The scenery changes dramatically from gentle and steep slopes of the Vindhyas and sharp and conical hills of the Aravali. A tenth century fort also blends amicably with the background.
Pure sands of Dhok (Anogeissus pendula) interspersed with grasslands at the plateaus, meadows in valleys and luxuriant foliage around the canals make the jungle. Three big lakes – Padam Talab (meaning Lake), Malik Talab and Raj Bagh – are similar turquoises studded in the vast forest that abounds with aquatic vegetation including duckweeds, lilies and lotus.
A significant geological feature within the park is the 'Great Boundary Fault' where the Vindhaya plateau meets the Aravali range. The Rivers Chambal in the South and the Banas in the North bound the National Park.
The park is dotted with steep rocky hills and the dominating architecture of Ranthambhor Fort (built in the 10th century), adds to its landscape.

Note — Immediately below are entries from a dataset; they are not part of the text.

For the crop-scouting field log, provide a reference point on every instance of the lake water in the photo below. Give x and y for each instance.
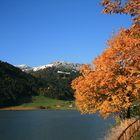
(52, 125)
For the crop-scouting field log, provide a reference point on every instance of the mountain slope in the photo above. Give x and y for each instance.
(58, 82)
(15, 85)
(57, 64)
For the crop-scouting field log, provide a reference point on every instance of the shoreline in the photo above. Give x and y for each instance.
(21, 108)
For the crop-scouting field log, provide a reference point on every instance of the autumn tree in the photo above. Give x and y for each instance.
(113, 84)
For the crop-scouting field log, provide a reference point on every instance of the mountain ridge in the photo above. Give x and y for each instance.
(58, 64)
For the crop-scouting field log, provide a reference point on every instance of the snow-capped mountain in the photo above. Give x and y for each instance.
(57, 64)
(24, 67)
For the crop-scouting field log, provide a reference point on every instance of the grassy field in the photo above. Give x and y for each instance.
(41, 102)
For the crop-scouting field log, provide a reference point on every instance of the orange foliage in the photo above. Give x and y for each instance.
(113, 84)
(131, 7)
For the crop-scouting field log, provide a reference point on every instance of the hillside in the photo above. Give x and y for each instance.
(16, 86)
(57, 82)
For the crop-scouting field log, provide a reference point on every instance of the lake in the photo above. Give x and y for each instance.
(52, 125)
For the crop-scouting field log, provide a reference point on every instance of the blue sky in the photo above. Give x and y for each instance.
(37, 32)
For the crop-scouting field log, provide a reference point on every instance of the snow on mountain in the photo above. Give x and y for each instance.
(59, 64)
(42, 67)
(24, 67)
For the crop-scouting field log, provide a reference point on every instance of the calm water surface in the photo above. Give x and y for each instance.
(52, 125)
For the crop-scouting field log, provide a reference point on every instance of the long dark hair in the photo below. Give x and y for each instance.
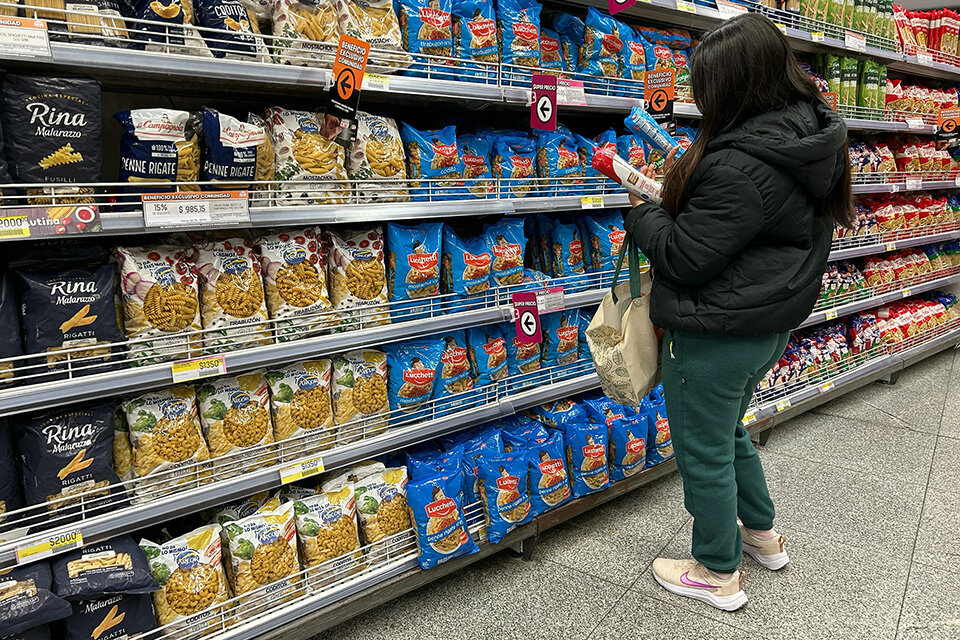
(743, 68)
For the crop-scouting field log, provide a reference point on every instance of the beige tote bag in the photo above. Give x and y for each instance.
(623, 341)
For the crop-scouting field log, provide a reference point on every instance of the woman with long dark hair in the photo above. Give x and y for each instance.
(738, 249)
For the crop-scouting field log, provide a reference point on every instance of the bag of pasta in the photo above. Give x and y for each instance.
(231, 294)
(310, 168)
(358, 282)
(307, 30)
(376, 161)
(295, 281)
(235, 416)
(190, 574)
(261, 549)
(166, 438)
(359, 394)
(159, 291)
(300, 403)
(327, 534)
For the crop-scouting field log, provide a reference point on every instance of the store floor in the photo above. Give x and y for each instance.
(867, 489)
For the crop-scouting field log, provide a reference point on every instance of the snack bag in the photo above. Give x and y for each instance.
(434, 164)
(357, 276)
(376, 160)
(549, 486)
(586, 448)
(300, 402)
(159, 291)
(190, 575)
(506, 242)
(166, 438)
(311, 168)
(294, 268)
(436, 506)
(504, 491)
(359, 393)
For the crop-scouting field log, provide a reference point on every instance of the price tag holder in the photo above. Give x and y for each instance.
(195, 208)
(300, 470)
(40, 548)
(855, 41)
(206, 367)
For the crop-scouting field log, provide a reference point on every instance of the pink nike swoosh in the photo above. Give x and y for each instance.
(693, 583)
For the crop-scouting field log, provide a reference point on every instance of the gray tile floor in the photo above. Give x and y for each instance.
(867, 489)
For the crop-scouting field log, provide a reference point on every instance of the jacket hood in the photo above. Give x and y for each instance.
(807, 140)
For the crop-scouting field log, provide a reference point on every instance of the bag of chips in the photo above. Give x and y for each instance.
(360, 403)
(114, 567)
(300, 403)
(122, 616)
(191, 578)
(436, 504)
(294, 267)
(586, 445)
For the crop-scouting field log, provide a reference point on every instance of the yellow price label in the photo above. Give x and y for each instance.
(186, 370)
(300, 470)
(40, 548)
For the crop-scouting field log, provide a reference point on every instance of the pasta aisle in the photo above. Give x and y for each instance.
(260, 370)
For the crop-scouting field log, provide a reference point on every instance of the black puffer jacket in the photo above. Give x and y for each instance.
(747, 253)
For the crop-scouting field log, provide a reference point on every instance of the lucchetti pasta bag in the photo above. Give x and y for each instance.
(504, 491)
(191, 578)
(67, 452)
(311, 168)
(436, 506)
(586, 448)
(235, 415)
(376, 160)
(300, 402)
(359, 388)
(358, 279)
(549, 485)
(166, 437)
(158, 286)
(295, 281)
(231, 294)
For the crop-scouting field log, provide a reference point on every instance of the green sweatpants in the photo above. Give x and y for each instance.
(708, 381)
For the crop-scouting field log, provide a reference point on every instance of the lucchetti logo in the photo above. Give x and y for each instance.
(440, 508)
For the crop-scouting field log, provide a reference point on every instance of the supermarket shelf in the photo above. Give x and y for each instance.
(839, 311)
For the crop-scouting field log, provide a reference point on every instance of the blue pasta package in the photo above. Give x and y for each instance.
(549, 483)
(586, 449)
(504, 492)
(433, 162)
(436, 503)
(561, 337)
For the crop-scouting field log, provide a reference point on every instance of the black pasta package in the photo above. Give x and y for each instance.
(51, 128)
(26, 600)
(71, 309)
(113, 618)
(115, 567)
(67, 452)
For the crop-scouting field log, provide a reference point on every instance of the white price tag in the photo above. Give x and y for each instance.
(855, 41)
(189, 209)
(24, 39)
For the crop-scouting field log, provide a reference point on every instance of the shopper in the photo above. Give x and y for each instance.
(738, 250)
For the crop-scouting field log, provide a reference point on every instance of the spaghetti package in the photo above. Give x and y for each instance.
(433, 155)
(586, 449)
(504, 491)
(300, 402)
(231, 294)
(519, 25)
(376, 160)
(294, 268)
(158, 286)
(436, 504)
(310, 167)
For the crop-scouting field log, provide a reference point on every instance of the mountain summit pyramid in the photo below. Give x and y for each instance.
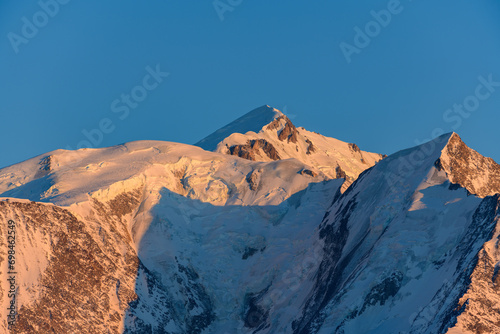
(266, 134)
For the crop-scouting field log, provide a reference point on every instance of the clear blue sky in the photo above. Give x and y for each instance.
(65, 76)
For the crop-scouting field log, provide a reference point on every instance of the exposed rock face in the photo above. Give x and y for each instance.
(45, 167)
(74, 289)
(308, 172)
(252, 150)
(310, 147)
(253, 180)
(478, 174)
(340, 174)
(289, 132)
(285, 141)
(354, 148)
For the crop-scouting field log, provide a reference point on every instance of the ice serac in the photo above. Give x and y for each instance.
(270, 135)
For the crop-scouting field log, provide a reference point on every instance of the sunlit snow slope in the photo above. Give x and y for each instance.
(266, 134)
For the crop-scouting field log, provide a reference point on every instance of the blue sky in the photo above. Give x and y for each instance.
(69, 75)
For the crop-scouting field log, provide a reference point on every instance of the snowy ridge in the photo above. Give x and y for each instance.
(279, 139)
(163, 237)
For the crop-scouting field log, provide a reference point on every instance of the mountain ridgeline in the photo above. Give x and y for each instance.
(261, 227)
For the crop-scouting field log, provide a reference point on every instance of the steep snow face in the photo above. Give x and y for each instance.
(156, 236)
(464, 166)
(399, 247)
(252, 121)
(279, 139)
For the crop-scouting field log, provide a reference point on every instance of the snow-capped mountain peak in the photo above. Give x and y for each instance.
(280, 139)
(253, 121)
(464, 166)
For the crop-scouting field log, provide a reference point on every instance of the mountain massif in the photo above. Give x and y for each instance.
(261, 227)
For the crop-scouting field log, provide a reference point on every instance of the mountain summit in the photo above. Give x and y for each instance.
(266, 134)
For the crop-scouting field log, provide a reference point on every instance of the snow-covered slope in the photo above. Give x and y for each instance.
(160, 237)
(266, 134)
(152, 234)
(400, 247)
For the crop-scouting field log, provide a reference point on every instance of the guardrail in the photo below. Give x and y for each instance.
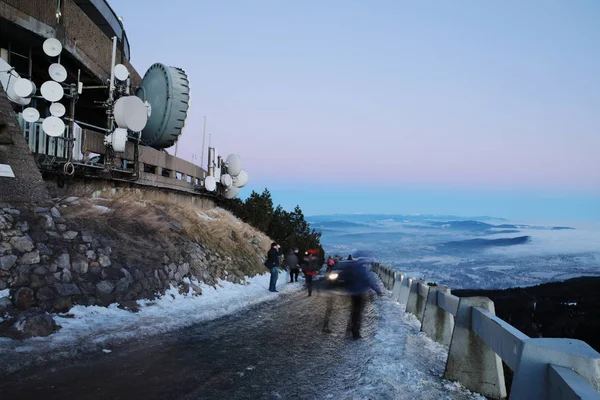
(479, 341)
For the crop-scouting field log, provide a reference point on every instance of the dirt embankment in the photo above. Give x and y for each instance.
(94, 251)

The rugged park terrain alternates between dry deciduous forest, open grassy meadow, dotted by several lakes and rivers that are only made passable by rough roads built and maintained by the Forest Service.
Ranthambore National Park is famous for its Tigers and is a favorite with photographers. For a relatively small area, the park has a rich diversity of fauna and flora - species list includes 300 trees, 50 aquatic plants, 272 birds, 12 reptiles including the Marsh Crocodile & amphibians and 30 mammals.
For the wildlife savvy, Ranthambore wildlife sanctuary today offers an intense diversity of flora and fauna. Tigers, the park's pride makes it one of the best places in the country to observe them. Apart from that a large numbers of Sambar, Chital, Nilgai, Gazzelle, Boars, Mongoose, Indian Hare, Monitor Lizards and a large number of birds.
With a coverage area of 392-sq-kms, this park got its name from the Ranthambhore Fort, which sits on a rocky outcrop in the heart of the Park. The fort, which dates back to the 10th century and is probably the oldest existing fort in Rajasthan, was a vital citadel for control of Central India and particularly the Malwa plateau.
The entry point to the Ranthambore National Park, goes straight to the foot of the fort and the forest rest house, Jogi Mahal. The latter boasts of the second-largest Banyan tree in India.